When Anthony was younger, Lynn tried every miracle “cure” and treatment she could find. Now she realizes that the best thing to do is to stick with what works – when possible. After years of individual education plans (IEP), visits to the Psychiatrist, and numerous special education classrooms, Anthony has been happily attending Huron High School. But that is about to change.
At age 18 many Autistic people have to switch from the schools and classrooms they are used to, in order to attend an unfamiliar adult program. Although they currently attend different high schools and will be part of different adult programs, both Alex and Anthony will be making this transition in the fall. This drastic change of schedule and environment could result in behavioral problems for both boys, and their mothers are nervous.
“Transitions are always hard,” Virginia says. Lynn agrees.
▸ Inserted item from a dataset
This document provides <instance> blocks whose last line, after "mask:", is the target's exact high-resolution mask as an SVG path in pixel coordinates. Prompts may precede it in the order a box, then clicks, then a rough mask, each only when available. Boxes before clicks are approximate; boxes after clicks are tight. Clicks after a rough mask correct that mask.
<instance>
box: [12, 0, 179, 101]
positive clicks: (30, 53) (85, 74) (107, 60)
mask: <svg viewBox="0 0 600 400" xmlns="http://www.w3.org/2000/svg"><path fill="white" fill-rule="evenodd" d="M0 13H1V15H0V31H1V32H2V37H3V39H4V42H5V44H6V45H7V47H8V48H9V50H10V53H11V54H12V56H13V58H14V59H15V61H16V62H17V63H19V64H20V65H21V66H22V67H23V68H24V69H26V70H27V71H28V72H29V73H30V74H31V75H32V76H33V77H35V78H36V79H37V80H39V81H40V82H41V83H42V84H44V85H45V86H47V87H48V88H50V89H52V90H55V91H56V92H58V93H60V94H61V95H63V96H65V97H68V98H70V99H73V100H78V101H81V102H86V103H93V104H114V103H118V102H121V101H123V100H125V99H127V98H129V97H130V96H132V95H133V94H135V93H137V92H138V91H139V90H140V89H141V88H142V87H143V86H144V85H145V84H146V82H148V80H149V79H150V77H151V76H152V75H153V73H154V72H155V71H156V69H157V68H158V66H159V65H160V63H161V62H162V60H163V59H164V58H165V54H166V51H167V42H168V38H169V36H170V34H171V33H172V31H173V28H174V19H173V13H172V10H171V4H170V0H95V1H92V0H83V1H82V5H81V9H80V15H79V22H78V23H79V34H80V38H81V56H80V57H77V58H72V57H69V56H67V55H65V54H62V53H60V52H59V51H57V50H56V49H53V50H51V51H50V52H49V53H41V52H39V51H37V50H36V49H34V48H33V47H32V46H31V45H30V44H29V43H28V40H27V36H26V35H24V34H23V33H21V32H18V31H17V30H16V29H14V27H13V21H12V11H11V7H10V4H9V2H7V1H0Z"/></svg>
“Getting used to a new schedule and classroom is going to be hard for Anthony,” says Lynn. The adult education program will no longer focus on academics, but will teach the boys how to be more independent and teach them basic skills they can apply to a job (an area that Anthony will enjoy because he loves to sweep). The boys will attend an adult program until they are in their mid-twenties. However, Virginia and Lynn can’t help but wonder, what comes next?
“I always think about what will happen after the seven years, what will we do?” Lynn laments. Virginia also has concerns.
“We worry about his care in the future, him finding a job and whether he will ever be able to live on his own,” says Virginia.
For now, they have to focus on the present. Alex and Anthony’s senior year are coming to a close and the boys are looking forward to summer. In order to keep his routine the same and to give the family a break, Lynn has enrolled Anthony in a summer program. Alex, however, will be at home.
The final credit has left the TV screen (for the second time) and Alex is already heading for the bathroom to slip on his swim trunks. When asked how he felt about going back to school, he yells out an enthusiastic “NO!” As he barrels into the pool, the splash briefly muffles the sound of the radio blaring in the background.